Article about EIU anti-war march in the Mattoon Journal Gazette, Mon., March 3, 2003.

A day after the war in Iraq began with shock and awe, a sophomore athletic training major typed a scathing letter to the editor. “Are you really citizens?” he asked. “You become a citizen when you faithfully serve your country. All that you anti-war people have probably sacrificed is the time it took you to make those clever posters.”

He continued, “deep down I think that almost all of you anti-war protesters are concerned with is that there could be a draft and poor little Suzy and Timmy are going to be shipped off to war.

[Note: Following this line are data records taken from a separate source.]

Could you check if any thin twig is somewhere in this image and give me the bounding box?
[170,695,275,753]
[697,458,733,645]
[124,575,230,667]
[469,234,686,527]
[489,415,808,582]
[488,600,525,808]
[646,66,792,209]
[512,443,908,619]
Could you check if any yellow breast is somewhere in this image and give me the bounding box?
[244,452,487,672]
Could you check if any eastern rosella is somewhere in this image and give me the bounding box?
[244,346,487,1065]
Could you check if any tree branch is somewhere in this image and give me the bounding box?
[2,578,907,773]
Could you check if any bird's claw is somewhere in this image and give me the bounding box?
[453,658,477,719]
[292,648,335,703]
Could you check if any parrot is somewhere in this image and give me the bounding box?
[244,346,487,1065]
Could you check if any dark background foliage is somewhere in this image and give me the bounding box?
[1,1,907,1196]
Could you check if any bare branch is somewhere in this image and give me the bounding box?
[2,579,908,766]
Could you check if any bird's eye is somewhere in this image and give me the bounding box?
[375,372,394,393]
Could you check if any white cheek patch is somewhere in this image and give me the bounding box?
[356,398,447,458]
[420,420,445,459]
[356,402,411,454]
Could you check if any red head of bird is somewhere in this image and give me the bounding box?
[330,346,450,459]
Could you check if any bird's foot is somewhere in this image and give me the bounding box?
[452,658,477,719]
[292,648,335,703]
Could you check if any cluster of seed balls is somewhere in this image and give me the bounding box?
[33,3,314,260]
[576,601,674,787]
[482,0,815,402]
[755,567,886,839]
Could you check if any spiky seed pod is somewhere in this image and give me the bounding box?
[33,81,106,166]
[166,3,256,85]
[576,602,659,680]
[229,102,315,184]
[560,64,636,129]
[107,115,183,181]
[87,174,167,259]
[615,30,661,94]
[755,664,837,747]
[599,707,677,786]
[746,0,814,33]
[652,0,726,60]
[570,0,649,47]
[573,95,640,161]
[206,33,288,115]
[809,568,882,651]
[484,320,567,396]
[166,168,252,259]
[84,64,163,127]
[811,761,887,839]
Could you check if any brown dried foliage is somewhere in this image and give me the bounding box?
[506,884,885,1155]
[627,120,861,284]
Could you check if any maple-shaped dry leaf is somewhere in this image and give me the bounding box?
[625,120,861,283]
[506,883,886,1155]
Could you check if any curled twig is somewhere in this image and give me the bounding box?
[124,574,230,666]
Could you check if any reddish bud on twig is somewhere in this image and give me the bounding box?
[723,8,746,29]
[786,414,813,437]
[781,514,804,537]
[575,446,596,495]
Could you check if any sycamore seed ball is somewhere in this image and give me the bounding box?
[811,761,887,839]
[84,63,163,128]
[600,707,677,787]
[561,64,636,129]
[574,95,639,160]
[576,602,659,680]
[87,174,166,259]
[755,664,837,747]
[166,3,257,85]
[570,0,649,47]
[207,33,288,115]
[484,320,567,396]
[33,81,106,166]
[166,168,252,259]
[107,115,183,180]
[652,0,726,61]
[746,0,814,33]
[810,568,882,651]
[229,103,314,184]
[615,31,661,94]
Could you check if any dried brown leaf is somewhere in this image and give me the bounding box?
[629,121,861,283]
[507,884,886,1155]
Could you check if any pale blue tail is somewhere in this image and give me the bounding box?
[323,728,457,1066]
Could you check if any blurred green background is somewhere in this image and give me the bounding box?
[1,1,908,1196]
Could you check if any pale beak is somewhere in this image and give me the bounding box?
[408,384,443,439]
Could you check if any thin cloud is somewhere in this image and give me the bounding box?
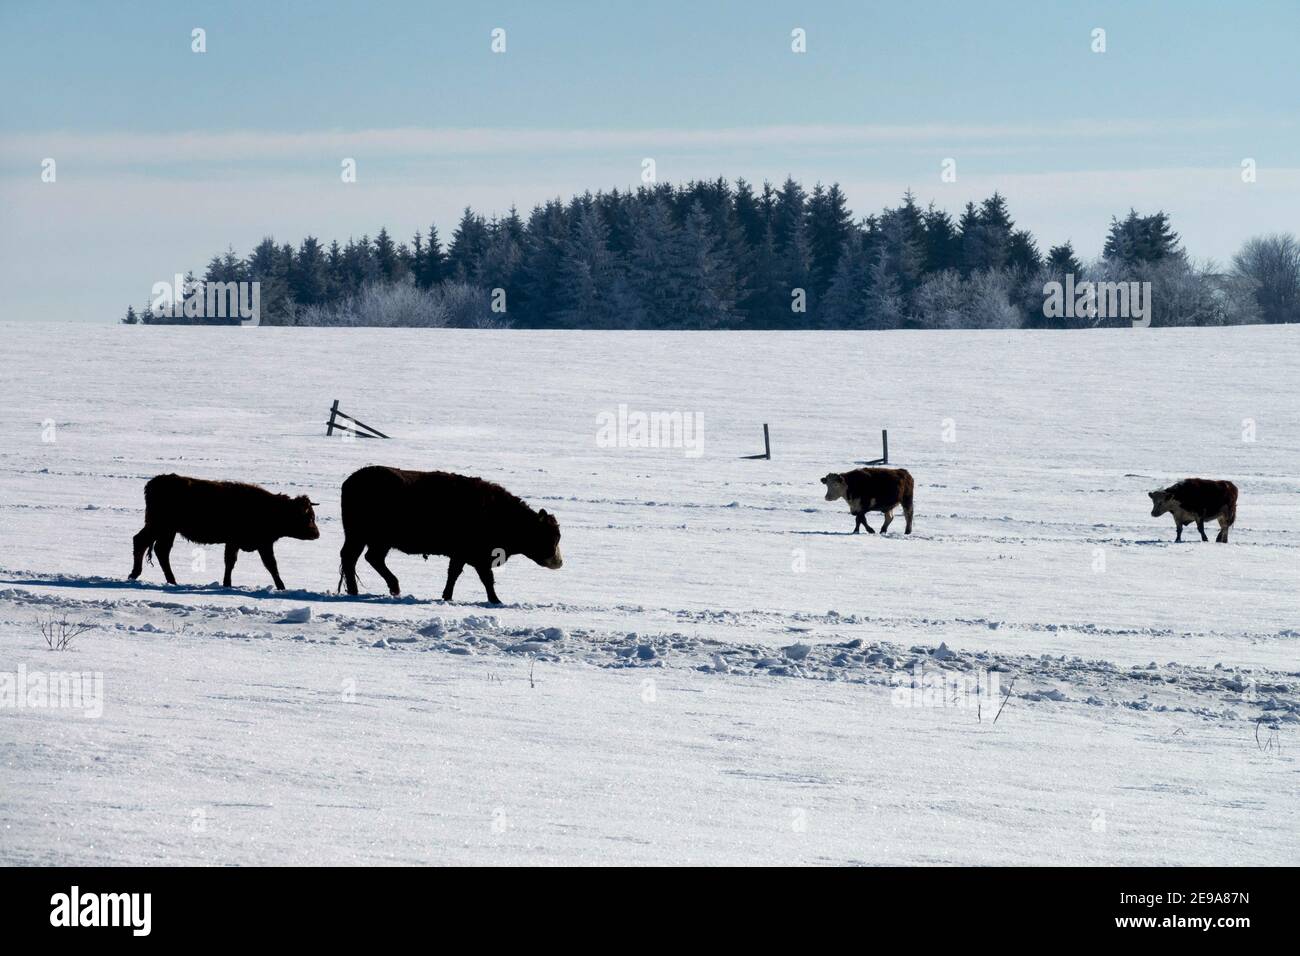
[0,118,1270,168]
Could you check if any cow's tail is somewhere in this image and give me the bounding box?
[337,557,364,594]
[140,474,176,567]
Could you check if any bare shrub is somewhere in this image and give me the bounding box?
[440,281,509,328]
[295,280,511,328]
[38,614,95,651]
[298,281,448,327]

Well I’m concerned too because I wouldn’t want even one of you anti-war protesters next to me on the battlefield watching my back.”

I hoped we could all agree that war is terrible but sometimes necessary. We should never be enthusiastic about going to war. However, if I was forced to choose in the face of imminent danger, I admit I’d rather stand next to the person who would fight alongside me than one who would refuse to pick up a weapon. As George Orwell once wrote, “we sleep safely in our beds because rough men stand ready in the night to visit violence on those who would harm us.”

In the end, what did these protests accomplish? No policymaker in Washington, DC was looking to students at Eastern Illinois University for guidance. But student activist Chris Lempa later told me this group of protestors showed there were people, even in this small community, willing to speak out against the war. This core group of activists went on to become journalists, work on political campaigns, run for public office, write blogs, and organize community groups like Coles County Buy Local. It all started there in the shadow of Old Main.